# How does the amount of grain affect the Bow or shot??



## mike 66 (Jan 21, 2010)

what i think would be most important for you is you dont want to light of a arrow or a under-spine shaft for your bow example; say you have a 70 lb bow .never shoot a wood arrow in it. or a light under spine arrow.. when you release it the force of the energy from the bow will snap the arrow and the shaft might stick in your arm and come out your finger.the term grain is a measurement term also used on arrows to determine the weight of a shaft... the more weight the more kinetic energy you get, it also helps the bow absorb the energy making the bow more quiet.. but you loose speed, but you gain ke....we use the grains per inch to calculate the weight to get what we want.say i need a 450 grain arrow, at 28 inches, the shaft needs cut to get there so take 9.0 grains per inch off and you have...whatever..+fetching+tip+ inserts+nock+ insert=450 grains.. read up on kinetic energy, foc.spine, archers paradox. this will help you a lot.welcome to AT new guy...mike


----------



## aread (Dec 25, 2009)

Good advice from Mike!
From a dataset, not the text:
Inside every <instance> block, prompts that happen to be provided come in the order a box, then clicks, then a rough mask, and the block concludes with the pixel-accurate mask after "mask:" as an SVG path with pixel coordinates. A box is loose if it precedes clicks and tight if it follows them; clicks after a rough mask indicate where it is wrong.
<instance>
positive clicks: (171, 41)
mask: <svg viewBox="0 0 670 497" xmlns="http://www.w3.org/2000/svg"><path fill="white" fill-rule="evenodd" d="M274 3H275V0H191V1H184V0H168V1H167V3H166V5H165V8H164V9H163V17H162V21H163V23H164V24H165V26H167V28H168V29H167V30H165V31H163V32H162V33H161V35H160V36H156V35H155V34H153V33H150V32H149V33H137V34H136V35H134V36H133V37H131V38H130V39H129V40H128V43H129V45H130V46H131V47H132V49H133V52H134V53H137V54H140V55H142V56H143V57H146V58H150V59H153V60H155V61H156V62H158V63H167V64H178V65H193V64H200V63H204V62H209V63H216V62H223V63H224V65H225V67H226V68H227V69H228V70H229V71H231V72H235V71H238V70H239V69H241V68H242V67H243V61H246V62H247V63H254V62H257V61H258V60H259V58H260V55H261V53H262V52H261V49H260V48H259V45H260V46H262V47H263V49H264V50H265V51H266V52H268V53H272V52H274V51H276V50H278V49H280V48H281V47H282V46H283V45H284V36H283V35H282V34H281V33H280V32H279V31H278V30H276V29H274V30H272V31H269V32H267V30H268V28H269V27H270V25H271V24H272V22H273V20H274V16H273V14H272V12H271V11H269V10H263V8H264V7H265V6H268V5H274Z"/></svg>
Make sure you have an arrow with enough weight. Ignore those who emphasize speed and recommend light arrows. Arrow speed is good, but it is way down the list. Heavier arrows are quieter and will penetrate better.

There are 437.5 grains per ounce. For most purposes a few grains variation doesn't matter. But target archers try to build their arrows consistent to within 1/10 grain. Closer is better, but don't get too worked up over 10 or 15 grains variation.

If you want to really get into arrow design for hunting, read Dr Ashby's reports. You can find them on the Alaska Bowhunting Supply website and the Tradgang.com website. Dr Ashby spend many years studying how an arrow kills and how to make it more effective. His full set of reports is a great way to put yourself to sleep, but his final recommendations are mostly common sense, but with a few things that may surprise you. He is a strong proponent of heavy arrows.

It's difficult to build arrows that are too heavy, but it's pretty easy to build them that are light enough to damage your bow.

Hope this helps,
Allen


----------